The monitor imposed on HESAA is designed to play a less intrusive role than the UMDNJ overseer, although Milgrim, the attorney general, said in an interview Friday that the independent official would be "closely watching the way that [agency officials] conduct business."

Officials at the guarantee agency, while agreeing to the arrangement as part of the voluntary agreement, have expressed concern that the existence of the monitor will diminish investor confidence in the agency. But Milgrim said she envisioned it having the opposite effect.

"It is important for HESAA going forward that the public have confidence that they have agreed to change their rules, and that somebody is making sure that that change is effectuated over the next year," Milgrim said. "It speaks volumes and should be a really positive sign to the public that they know that conflicts have been taken out of the [student loan] industry. It means this agreement has real teeth."

Officials of the New Jersey guarantor put out their own news release that put a different shading on the agreement signed with the attorney general. It notes that it had adopted the vast majority of changes agreed to in the settlement with the attorney general -- including ending its arrangements with the lenders and certain other marketing practices, adopting a Code of Conduct, hiring a chief compliance officer -- on its own during the last nine months.

“We are pleased, but not surprised, that our efforts to address the Attorney General’s concerns have been successful, resulting in this mutually agreeable resolution that allows us to continue to focus entirely on serving New Jersey students and families,” E. Michael Angulo, the agency's executive director, said in a prepared statement.

Milgrim's office also announced Thursday that 41 colleges in the state had voluntarily agreed to sign the code of conduct that she distributed to all New Jersey public and private institutions last fall.
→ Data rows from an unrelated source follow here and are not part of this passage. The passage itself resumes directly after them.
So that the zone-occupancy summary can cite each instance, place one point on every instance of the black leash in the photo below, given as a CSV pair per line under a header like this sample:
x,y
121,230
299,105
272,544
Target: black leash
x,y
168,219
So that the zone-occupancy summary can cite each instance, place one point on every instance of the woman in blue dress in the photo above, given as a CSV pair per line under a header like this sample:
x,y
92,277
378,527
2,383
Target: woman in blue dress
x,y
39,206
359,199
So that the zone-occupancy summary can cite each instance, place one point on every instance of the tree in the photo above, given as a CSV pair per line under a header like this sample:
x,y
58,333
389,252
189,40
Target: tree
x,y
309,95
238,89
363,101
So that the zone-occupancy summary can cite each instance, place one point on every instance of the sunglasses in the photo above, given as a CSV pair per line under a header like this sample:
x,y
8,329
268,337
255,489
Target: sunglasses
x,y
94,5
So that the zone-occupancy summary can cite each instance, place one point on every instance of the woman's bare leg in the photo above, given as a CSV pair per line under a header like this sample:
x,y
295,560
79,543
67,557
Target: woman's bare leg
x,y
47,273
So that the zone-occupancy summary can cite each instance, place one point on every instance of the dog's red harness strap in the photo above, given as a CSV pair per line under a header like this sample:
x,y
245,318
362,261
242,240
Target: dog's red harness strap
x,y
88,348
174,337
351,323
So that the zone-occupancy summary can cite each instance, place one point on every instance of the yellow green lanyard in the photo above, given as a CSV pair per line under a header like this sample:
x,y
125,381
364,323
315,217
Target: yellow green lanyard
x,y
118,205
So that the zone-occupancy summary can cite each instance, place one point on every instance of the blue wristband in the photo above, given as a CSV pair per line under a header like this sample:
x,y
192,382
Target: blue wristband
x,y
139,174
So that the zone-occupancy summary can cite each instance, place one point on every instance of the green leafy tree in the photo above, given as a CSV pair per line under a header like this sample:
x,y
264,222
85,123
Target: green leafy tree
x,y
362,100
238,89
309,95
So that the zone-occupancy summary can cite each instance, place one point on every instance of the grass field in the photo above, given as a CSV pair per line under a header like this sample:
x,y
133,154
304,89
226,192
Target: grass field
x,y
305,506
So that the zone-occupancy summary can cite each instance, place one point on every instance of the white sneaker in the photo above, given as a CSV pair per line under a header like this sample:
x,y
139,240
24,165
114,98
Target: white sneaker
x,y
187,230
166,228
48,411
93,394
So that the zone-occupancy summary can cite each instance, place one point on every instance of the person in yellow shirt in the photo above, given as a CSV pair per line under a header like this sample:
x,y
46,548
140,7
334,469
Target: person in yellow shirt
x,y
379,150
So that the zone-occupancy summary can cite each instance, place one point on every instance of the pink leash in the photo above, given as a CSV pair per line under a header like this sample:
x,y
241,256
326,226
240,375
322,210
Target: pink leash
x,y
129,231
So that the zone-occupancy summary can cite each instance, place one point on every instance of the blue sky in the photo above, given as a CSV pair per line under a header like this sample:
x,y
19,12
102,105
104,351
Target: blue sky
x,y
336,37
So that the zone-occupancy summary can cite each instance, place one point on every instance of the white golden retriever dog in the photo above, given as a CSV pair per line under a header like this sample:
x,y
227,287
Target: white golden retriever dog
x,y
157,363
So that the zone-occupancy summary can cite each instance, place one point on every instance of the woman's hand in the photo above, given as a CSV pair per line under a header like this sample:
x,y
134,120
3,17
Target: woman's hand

She said another four are in negotiations to endorse the code, which bars lender payments to financial aid offices, staffing of financial aid offices by loan providers, and "opportunity loans" from lenders to students who would not otherwise qualify for student loans.

The attorney general said that 11 other colleges in the state had adopted their own codes of conduct (which her office is reviewing to ensure that they largely mirror her proposed code), and that at least 9 institutions that had not adopted the code were still under investigation for possible improper financial aid practices. "Are there schools that we have concerns about? Yes."